Just One

Oleh: Jogag Busang

Disclaimer: Naruto by Masashi Kishimoto

Penulis tidak mengambil keuntungan materil dari fanfiksi ini

Special for: Sakura's Birthday [March, 28 2018]

.

.

Sudah menjadi kebiasaan dalam keluarga Uchiha yang terhormat untuk menyelenggarakan pesta meriah saat salah satu anggota keluarganya berulang tahun. Dan sehubungan dengan hal itu, tidak mengherankan saat Sakura yang berulang tahun, undangan yang disebar hampir mencapai lima ratus buah.

Sebagai menantu, Sakura berhak menyandang marga Uchiha tanpa ragu-ragu lagi. Sejak masih anak-anak, Sakura sudah jatuh hati dengan pemuda tampan berwajah dingin itu. Butuh waktu yang sangat lama untuk berani menyatakan cinta, walau setelahnya Sasuke tidak mengatakan apa-apa, yang pada akhirnya membuat Sakura hampir menyerah soal Sasuke.

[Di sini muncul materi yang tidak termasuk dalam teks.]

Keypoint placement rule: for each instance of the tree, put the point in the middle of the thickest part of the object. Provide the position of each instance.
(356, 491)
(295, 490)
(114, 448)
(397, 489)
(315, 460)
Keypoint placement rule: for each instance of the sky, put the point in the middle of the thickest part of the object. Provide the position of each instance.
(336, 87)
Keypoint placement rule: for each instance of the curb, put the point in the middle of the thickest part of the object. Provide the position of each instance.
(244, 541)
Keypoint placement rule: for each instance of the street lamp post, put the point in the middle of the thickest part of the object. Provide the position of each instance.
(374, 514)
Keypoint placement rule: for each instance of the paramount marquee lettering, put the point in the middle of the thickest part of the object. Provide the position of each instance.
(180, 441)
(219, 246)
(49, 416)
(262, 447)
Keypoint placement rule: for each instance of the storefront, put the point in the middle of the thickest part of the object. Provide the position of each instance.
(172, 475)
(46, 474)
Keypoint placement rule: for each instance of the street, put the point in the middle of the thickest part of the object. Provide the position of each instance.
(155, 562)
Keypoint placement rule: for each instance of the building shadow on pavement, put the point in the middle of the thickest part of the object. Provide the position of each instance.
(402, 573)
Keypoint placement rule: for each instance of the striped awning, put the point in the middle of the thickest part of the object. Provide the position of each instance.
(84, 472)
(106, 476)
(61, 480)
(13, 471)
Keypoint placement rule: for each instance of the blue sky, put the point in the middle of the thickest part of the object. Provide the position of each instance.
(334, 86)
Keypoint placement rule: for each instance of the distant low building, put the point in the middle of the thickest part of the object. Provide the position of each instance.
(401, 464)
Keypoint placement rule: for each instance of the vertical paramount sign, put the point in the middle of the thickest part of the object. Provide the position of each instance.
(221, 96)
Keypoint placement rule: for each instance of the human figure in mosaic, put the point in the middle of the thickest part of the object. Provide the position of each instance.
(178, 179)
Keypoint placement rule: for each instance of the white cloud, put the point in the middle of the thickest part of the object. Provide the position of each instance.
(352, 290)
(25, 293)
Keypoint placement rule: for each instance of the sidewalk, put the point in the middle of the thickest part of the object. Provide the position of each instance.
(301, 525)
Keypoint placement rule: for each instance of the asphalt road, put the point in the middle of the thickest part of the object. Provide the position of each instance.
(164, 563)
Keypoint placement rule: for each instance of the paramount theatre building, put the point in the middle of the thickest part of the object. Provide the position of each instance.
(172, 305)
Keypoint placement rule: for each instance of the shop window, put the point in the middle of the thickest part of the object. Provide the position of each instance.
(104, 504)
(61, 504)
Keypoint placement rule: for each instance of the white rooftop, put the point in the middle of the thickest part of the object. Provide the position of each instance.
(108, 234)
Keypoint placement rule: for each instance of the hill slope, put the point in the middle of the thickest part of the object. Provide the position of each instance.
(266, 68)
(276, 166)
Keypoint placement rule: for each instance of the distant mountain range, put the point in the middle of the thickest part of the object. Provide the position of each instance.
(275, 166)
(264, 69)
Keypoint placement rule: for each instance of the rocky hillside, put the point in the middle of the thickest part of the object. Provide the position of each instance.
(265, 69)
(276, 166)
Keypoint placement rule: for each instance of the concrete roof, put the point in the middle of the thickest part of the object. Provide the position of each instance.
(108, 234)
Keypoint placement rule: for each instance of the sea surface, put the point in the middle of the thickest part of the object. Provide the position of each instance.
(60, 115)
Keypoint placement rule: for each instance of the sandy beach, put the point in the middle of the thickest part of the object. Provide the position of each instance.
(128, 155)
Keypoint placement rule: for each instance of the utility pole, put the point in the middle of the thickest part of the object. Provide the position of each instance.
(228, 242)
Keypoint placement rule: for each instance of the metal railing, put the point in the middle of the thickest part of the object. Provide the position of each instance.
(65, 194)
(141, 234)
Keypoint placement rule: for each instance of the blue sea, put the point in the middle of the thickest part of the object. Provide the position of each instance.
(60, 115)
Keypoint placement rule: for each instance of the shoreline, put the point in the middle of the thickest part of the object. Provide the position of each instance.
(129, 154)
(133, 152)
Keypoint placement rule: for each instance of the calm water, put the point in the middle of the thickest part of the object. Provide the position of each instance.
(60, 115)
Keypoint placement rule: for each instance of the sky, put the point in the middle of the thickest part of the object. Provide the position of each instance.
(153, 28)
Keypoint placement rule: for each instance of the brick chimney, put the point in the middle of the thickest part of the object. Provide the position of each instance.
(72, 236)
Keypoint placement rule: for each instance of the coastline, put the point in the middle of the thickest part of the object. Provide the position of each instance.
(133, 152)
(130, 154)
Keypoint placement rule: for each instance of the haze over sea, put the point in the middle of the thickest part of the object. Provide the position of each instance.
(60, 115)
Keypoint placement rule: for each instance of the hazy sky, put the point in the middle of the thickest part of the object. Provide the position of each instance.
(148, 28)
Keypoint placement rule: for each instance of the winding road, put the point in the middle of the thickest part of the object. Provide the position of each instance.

Tapi tentang perasaan siapa yang tahu? Siapa yang mengerti bagaimana bentuk rupanya? Tak kasat mata, sebab cinta diatur oleh hormon-hormon yang tersebar di seluruh tubuh, dengan kadar yang berbeda-beda, menentukan emosi dalam diri manusia. Begitulah kata orang-orang pandai mengenai pengertian cinta. Katanya. Sungguh ngawur, memangnya ini lelucon perihal kentut ilmuwan, yang, sama-sama tak kasat matanya?

Kemudian, ketika mereka sudah lulus kuliah, mereka dipertemukan di sebuah gedung perkantoran. Kejadiannya sangat konyol dan terdengar mainstream. Terjebak di lift. Berkenalan. Bertukar kartu nama. Janjian makan malam. Mengenang masa lalu. Sering bertemu di kantor. Puncaknya adalah pengakuan dari Sasuke. Melamar. Menikah. Tamat.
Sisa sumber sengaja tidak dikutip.